Personal example: The two Boxers I lived with in vet school are currently residing in a large boxer-shaped statue I found in a Chinese grocery store. It’s kind of tacky (it has a velvet Elvis kind of vibe), but in the very best way imaginable. It suits them. Plus, their ashes are forever commingled, just as they were in life. Nothing tacky about that.

#9 Death Hedgerow

OK, so I know it’s an over-the-top subtitle, but it describes my side yard aptly. I’ve interred a portion of ashes of several of my pets under shrubby trees I’ve planted there. Some have headstones, even. The best part? I still have more of their ashes left just in case I ever feel inclined to get more creative with my pets’ remains.
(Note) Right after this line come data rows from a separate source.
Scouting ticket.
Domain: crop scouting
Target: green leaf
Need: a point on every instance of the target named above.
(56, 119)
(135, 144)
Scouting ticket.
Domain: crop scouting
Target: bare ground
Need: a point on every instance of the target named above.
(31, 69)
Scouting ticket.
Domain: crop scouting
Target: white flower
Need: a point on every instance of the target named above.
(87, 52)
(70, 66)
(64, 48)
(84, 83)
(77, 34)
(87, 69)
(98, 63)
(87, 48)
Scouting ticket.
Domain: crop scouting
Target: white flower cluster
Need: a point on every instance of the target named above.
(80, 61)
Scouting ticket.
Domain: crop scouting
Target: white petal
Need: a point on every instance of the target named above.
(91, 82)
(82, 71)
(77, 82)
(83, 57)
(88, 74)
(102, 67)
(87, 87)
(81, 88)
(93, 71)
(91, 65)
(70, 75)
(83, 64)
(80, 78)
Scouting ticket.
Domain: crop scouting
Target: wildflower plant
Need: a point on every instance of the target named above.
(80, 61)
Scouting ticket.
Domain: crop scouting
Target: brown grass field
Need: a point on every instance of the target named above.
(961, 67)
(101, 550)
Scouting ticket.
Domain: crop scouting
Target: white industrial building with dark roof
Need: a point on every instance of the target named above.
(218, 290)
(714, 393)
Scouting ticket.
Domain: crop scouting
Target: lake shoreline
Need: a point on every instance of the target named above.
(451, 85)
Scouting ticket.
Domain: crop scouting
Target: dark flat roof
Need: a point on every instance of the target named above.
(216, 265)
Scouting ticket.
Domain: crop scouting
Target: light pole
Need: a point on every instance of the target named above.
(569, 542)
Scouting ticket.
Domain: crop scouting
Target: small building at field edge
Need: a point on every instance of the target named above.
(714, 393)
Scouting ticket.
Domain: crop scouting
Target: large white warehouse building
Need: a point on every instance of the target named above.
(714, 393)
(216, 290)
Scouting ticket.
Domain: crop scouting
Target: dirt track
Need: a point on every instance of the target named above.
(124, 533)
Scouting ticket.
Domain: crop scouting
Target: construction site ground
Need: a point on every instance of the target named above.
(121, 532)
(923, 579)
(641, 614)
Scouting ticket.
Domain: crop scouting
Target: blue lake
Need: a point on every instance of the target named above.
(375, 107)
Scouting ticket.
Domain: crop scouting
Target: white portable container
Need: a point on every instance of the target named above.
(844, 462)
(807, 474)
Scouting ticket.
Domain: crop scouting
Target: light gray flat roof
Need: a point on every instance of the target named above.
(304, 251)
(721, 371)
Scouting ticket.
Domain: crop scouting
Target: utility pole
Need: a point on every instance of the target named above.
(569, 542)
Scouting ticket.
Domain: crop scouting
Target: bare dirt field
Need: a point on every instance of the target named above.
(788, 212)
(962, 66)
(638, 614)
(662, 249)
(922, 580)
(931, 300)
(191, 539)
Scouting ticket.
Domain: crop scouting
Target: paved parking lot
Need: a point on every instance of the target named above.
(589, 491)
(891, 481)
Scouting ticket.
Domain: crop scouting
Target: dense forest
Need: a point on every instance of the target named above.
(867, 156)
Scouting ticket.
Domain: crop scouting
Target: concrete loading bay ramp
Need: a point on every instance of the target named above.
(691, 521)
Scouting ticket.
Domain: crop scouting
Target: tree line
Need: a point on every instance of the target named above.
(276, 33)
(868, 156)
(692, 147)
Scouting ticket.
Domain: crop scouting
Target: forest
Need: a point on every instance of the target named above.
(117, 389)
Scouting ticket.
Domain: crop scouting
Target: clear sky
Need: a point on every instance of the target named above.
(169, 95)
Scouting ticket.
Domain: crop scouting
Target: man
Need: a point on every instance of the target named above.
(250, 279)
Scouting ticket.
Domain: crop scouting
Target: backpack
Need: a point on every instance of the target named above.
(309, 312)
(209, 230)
If you have a green thumb, you may want to consider this kind of project. Planters, containers, hanging plants, etc.

#10 Furry Things

Crafting with pet fur is a thing. I have a whole book out of Japan on crafting with cat fur (the Japanese engage in all kinds of unique crafts). You can make Christmas ornaments, pendants, cat toys, jewelry pouches, and even yarn you can use to make a sweater. (Dog fur works but the success of the project depends on the kind of coat your dog has. Denser undercoats are preferred.)

If you really feel inclined to make a pet fur-based garment, be aware that you need to collect large amounts of fur over time (months!), find someone who’ll spin the fur into yarn for you, and you need to know how to knit or crochet a garment. Lots of resources exist online that’ll spin it into yarn or knit/crochet it for you, but you still need to collect all that fur!

It may sound weird, but the Victorians did lots of crafting with human hair as reminders of their passed relatives. Spooky, perhaps – but sweet nonetheless.

All these items are somewhat strange, I’ll concede, but they’re satisfying. Feel free to offer your own odd ways of memorializing your pets. Don’t worry, we won’t judge.